In 1912 Menaul competed in the Central regional U.S. trials for the Stockholm Olympics. Stagg complained that the trials interfered with the intervarsity schedule. On 16 May he finished second (of two) in the pentathlon, behind Avery Brundage; in the decathlon on 22–23 May he finished first, ahead of Brundage and two others. The Amateur Athletic Union scored the results by sum-of-placings rather than the IAAF's newly devised scoring tables; Menaul's decathlon performance would have been a world record using the tables, though this was not realized until 1987.

At the Olympic Games, Menaul narrowly missed out on a medal in the pentathlon: he finished fifth on 30 points, one point behind third and fourth places, which were promoted to second and third when winner Jim Thorpe was disqualified (and kept their medals when he was reinstated in 1982). Menaul had injured his shoulder practicing for the javelin throw, a discipline not part of the Big Ten program, and by far his worst score at the Olympics. Lingering effects of the injury prompted him to withdraw from the Olympic decathlon.

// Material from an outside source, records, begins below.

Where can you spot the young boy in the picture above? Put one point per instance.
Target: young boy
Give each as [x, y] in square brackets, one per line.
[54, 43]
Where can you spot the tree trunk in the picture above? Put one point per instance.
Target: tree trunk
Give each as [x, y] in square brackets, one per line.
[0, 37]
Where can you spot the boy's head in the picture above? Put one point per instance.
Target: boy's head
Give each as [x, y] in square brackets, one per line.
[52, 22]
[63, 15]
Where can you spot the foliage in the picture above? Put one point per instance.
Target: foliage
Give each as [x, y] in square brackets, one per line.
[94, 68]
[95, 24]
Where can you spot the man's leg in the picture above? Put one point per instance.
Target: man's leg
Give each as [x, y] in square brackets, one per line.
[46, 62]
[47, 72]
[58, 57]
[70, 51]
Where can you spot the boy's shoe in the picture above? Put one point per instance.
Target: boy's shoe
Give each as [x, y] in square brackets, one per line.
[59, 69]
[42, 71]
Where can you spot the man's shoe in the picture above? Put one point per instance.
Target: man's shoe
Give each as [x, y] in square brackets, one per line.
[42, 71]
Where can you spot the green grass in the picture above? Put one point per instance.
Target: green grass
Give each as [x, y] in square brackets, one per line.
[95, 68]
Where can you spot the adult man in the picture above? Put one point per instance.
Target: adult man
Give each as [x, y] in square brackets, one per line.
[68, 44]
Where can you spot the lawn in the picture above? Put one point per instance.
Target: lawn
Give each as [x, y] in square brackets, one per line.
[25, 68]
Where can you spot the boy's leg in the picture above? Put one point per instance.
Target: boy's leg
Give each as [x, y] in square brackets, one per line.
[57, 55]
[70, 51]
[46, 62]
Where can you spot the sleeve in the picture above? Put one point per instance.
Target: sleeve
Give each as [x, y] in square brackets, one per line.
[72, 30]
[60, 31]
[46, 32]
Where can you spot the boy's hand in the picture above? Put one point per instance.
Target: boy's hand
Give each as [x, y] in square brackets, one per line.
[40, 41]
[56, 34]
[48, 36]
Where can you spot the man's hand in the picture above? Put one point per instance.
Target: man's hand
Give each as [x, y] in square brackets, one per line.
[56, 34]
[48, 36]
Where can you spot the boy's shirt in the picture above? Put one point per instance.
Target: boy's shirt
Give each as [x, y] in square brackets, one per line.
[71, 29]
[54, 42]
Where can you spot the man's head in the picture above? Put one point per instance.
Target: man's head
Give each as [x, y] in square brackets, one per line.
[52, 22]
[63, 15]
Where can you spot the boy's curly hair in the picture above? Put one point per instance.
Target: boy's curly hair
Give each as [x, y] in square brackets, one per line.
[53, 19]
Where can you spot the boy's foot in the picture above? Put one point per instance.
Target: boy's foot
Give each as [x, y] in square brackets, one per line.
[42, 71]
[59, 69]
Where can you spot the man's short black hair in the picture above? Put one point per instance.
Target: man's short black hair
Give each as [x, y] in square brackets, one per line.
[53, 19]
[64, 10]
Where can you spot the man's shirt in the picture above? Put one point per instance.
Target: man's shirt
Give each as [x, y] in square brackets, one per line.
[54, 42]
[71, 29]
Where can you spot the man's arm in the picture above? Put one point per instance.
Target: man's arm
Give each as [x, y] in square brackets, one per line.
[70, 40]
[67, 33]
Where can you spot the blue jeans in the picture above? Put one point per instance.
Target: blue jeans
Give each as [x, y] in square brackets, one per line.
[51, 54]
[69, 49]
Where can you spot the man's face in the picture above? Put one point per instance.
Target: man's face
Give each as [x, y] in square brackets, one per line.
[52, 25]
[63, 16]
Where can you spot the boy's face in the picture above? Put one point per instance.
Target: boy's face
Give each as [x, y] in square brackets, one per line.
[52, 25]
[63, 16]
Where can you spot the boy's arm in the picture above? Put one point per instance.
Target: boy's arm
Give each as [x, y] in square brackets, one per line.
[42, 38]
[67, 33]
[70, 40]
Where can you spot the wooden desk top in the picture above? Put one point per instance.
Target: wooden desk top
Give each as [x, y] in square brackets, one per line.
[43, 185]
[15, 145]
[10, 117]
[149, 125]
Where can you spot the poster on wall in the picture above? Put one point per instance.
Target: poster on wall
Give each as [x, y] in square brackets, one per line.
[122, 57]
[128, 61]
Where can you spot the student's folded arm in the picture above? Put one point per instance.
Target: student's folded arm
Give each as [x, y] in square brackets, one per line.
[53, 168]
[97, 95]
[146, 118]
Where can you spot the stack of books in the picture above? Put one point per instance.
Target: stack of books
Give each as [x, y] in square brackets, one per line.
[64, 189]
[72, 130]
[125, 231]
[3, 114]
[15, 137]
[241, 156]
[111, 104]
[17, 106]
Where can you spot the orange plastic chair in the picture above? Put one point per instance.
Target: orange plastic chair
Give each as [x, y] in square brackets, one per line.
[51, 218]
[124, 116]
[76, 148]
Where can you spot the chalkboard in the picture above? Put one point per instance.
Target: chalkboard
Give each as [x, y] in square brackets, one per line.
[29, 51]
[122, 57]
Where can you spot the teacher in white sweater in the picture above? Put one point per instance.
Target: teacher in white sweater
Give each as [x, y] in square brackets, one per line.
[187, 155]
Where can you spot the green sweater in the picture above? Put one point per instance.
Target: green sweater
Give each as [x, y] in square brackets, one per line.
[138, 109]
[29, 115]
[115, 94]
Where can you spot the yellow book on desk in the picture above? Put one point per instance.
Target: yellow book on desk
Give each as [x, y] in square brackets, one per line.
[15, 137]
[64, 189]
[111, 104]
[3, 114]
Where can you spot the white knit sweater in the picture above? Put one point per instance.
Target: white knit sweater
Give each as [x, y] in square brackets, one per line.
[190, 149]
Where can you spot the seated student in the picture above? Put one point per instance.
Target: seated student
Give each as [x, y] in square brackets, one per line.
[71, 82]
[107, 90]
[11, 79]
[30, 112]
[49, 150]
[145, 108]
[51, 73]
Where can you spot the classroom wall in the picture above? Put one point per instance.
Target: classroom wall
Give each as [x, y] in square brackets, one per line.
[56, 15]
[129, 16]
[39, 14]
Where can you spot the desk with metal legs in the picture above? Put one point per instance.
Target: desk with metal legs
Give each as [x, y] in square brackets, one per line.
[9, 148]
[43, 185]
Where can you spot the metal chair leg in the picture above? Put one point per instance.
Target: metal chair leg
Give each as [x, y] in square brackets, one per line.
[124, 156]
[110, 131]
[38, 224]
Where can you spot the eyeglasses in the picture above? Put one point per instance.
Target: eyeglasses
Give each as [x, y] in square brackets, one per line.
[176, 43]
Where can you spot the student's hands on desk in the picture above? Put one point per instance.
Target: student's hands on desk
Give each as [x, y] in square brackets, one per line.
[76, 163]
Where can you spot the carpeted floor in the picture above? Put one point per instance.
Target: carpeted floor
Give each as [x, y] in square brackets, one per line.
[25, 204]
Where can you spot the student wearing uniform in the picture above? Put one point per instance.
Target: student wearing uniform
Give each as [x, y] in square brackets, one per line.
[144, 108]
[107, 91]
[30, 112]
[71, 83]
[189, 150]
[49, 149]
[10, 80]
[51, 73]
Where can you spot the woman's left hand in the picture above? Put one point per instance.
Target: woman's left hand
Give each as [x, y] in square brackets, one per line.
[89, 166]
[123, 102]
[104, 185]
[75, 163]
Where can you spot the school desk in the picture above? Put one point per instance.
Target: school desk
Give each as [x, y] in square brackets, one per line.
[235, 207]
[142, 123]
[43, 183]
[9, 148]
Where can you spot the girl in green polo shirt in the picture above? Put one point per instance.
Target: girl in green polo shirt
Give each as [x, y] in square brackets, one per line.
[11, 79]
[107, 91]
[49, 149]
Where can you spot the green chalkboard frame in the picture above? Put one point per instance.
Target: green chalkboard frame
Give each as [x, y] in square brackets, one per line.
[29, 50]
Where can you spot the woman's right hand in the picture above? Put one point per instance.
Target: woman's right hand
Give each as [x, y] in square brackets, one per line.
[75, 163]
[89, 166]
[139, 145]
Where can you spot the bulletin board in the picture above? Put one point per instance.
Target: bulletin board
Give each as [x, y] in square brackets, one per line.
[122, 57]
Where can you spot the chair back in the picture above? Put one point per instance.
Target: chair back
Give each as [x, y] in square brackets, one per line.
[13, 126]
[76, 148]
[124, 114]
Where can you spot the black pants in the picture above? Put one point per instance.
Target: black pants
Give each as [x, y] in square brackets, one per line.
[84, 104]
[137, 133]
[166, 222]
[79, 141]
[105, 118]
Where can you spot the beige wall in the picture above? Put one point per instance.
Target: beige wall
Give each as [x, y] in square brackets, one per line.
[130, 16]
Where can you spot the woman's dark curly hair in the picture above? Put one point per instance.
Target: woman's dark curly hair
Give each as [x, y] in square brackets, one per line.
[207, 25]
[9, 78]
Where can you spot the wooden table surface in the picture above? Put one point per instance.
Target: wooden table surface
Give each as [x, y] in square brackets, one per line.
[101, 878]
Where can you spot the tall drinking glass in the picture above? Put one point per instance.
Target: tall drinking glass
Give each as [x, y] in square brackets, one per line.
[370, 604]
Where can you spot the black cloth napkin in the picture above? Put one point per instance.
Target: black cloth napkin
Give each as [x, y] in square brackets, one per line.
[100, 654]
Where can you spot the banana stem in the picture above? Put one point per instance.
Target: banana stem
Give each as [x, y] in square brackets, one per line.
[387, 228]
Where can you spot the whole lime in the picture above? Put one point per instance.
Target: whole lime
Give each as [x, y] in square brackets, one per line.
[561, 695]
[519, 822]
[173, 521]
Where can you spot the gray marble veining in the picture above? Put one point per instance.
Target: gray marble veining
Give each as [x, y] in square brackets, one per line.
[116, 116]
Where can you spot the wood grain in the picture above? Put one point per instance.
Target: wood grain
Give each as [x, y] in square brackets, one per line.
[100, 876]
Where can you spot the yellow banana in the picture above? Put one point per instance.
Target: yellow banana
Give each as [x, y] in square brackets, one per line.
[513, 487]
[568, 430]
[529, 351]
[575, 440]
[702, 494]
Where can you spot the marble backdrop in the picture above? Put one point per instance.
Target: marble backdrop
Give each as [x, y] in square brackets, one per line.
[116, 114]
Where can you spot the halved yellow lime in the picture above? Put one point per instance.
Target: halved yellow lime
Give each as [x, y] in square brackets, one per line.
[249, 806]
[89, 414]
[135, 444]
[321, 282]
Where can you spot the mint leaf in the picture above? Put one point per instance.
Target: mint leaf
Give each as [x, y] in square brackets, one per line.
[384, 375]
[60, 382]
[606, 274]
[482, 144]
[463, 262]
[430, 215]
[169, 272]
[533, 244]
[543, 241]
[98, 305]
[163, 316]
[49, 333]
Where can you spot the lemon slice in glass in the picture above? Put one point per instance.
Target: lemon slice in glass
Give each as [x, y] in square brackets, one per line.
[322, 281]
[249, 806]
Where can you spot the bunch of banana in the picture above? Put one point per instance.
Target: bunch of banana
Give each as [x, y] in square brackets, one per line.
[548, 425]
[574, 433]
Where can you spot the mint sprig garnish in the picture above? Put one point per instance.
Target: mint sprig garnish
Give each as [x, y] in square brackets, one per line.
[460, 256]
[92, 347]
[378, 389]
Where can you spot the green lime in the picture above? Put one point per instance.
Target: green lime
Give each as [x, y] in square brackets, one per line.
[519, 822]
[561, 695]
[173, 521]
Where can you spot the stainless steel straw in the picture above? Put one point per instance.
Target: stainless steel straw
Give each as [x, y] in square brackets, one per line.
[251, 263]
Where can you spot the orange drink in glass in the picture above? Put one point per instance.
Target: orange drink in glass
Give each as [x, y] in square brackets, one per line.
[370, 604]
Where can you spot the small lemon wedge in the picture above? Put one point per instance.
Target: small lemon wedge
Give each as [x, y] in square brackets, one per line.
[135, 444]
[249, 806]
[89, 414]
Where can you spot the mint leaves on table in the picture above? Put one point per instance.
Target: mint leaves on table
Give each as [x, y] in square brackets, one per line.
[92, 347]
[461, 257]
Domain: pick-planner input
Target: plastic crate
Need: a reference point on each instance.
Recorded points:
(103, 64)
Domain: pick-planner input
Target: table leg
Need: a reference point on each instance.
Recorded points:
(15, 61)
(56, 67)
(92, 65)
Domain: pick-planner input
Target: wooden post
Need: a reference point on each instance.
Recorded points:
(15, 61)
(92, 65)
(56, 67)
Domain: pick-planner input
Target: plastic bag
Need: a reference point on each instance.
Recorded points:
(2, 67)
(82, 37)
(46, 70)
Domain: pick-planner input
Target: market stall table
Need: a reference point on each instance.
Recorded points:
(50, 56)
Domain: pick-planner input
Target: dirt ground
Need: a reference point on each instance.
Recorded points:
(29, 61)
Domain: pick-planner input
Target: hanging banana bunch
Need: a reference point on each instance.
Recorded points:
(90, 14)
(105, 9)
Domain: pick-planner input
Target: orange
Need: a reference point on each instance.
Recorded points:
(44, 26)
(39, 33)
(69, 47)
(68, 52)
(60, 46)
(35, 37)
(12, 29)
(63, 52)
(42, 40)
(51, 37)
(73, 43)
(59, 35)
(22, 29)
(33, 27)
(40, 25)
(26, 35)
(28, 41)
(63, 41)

Track and field results of J. Austin Menaud
| Event | Competition | Date | Placing | Performance | Refs |
|---|---|---|---|---|---|
| Shot put | Big Ten outdoors | 1909 | 1st | 42 feet 10 inches (13.06 m) |  |
| Shot put | Big Ten indoors | 1911 | 1st | 42 feet 8 inches (13.00 m) |  |
| Pentathlon | Central U.S. Olympic Trials | 1912 | 2nd |  |  |
| Decathlon | Central U.S. Olympic Trials | 1912 | 1st | 7414.555 (1912 tables) / 5867 (1984 tables) 100m 11.4 — LJ 6.06 m (19 ft 11 in) — SP 12.70 m (41 ft 8 in) — HJ 1.78 m (5 ft 10 in) — 400m 53.8 — 110mH 16.6 — DT 33.00 m (108 ft 3 in) — PV 2.89 m (9 ft 6 in) — JT 40.48 m (132 ft 10 in) — 1500m 4:37.2 |  |
| Pentathlon | Olympic Games | 1912 | 5th |  |  |

After graduation, Menaul enlisted and fought in World War I. Later he worked for publishers Scott Foresman (founded by his mother's brother) and then as a livestock buyer for Swift and Company. He married Della Patterson in 1922 and had four children, retiring in 1951 and moving to Menlo Park, California, where he died in 1975.